Planning Considerations: Estate of Fry appears to limit the application of Section 385(c) where no formal notes or stock instruments are issued. However, the broader implications of the ruling and its reasoning are unclear. In non-precedential guidance, the Service has inconsistently applied Section 385(c) in circumstances where the issuer reports an instrument on its tax return differently from the label given to the legal documents. The Service has also indicated that Section 385(c)(1) precludes a taxpayer from arguing that undocumented cash transfers were equity transactions when the transfers were reported as loans on the taxpayer’s books, records, and tax return balance sheets. In Estate of Fry, however, the Tax Court appears to shed some light on what actions constitute a characterization for purposes of Section 385(c). In particular, where there has been no formal issuance of an instrument that purports to be either debt or equity, the application of Section 385(c) may be precluded.

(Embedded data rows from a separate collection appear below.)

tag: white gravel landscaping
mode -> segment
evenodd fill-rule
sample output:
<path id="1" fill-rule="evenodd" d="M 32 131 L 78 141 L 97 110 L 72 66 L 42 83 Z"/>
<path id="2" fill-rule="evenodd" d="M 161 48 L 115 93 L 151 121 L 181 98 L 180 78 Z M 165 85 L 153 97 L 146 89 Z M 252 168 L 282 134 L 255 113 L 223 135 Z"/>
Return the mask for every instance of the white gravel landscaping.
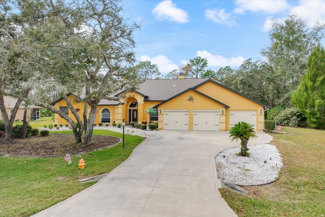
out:
<path id="1" fill-rule="evenodd" d="M 248 157 L 237 156 L 240 152 L 240 147 L 219 152 L 215 157 L 218 178 L 241 186 L 264 184 L 275 181 L 283 166 L 276 147 L 264 144 L 248 148 Z"/>

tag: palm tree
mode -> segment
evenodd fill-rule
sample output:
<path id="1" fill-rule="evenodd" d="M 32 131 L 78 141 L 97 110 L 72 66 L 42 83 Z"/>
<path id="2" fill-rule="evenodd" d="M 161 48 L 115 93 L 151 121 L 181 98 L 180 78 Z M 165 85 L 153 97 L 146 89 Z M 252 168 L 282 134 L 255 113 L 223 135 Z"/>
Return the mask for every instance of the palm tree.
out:
<path id="1" fill-rule="evenodd" d="M 149 123 L 151 122 L 151 114 L 156 114 L 157 113 L 157 109 L 153 107 L 149 107 L 148 108 L 148 110 L 145 110 L 144 111 L 146 112 L 146 114 L 149 114 Z"/>
<path id="2" fill-rule="evenodd" d="M 238 141 L 238 139 L 240 139 L 240 144 L 242 146 L 240 148 L 240 155 L 246 157 L 248 140 L 250 138 L 257 137 L 253 126 L 246 122 L 240 121 L 229 130 L 229 137 L 232 139 L 232 142 L 235 139 L 236 141 Z"/>

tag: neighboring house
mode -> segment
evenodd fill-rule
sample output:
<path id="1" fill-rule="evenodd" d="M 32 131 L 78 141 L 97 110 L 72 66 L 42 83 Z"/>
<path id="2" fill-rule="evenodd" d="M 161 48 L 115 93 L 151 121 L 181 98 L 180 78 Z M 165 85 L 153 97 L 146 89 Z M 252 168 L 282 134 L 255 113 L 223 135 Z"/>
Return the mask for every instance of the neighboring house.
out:
<path id="1" fill-rule="evenodd" d="M 5 102 L 5 107 L 7 110 L 7 113 L 8 115 L 11 114 L 12 110 L 15 107 L 15 105 L 17 102 L 17 99 L 4 96 L 4 101 Z M 24 102 L 23 101 L 19 106 L 19 108 L 16 114 L 15 120 L 19 119 L 20 121 L 22 120 L 24 118 L 24 110 L 25 110 L 25 106 L 24 105 Z M 35 106 L 29 106 L 27 111 L 27 120 L 38 120 L 40 119 L 41 115 L 41 110 L 42 107 Z M 0 119 L 3 120 L 2 114 L 0 112 Z"/>
<path id="2" fill-rule="evenodd" d="M 116 95 L 119 97 L 122 92 Z M 72 102 L 76 97 L 68 95 Z M 75 118 L 62 99 L 52 103 Z M 74 107 L 82 117 L 84 103 Z M 149 115 L 145 110 L 153 107 L 157 113 Z M 90 107 L 88 111 L 90 111 Z M 256 130 L 264 128 L 264 112 L 268 106 L 207 78 L 146 80 L 135 91 L 119 101 L 103 99 L 98 106 L 95 123 L 157 121 L 159 130 L 228 131 L 235 123 L 245 121 Z M 56 124 L 68 123 L 57 114 Z"/>

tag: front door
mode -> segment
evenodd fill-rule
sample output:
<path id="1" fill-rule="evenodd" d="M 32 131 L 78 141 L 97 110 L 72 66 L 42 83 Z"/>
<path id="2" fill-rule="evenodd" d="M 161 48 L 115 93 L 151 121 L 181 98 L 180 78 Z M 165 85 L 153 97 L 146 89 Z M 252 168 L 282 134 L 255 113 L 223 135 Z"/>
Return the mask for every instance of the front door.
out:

Estate of Fry may support the proposition that related-party advances are not characterized as either debt or equity for purposes of Section 385(c) unless there has been a formal issuance of an instrument that purports to be either debt or equity, even if the taxpayer has reported the transaction as debt or equity on its books, records, or tax return balance sheets. However, taxpayers are reminded that memorandum opinions are not binding on the Tax Court, although they can be used as persuasive authority. Taxpayers should exercise caution in attempting to rely on Estate of Fry, particularly in cases that involve distinguishable fact patterns (for example, if one party to the cash transfer accrues or deducts interest on the advance), due to the lack of reasoning in support of the Tax Court’s holding regarding Section 385(c) and the limited precedential value inherent in a memorandum opinion.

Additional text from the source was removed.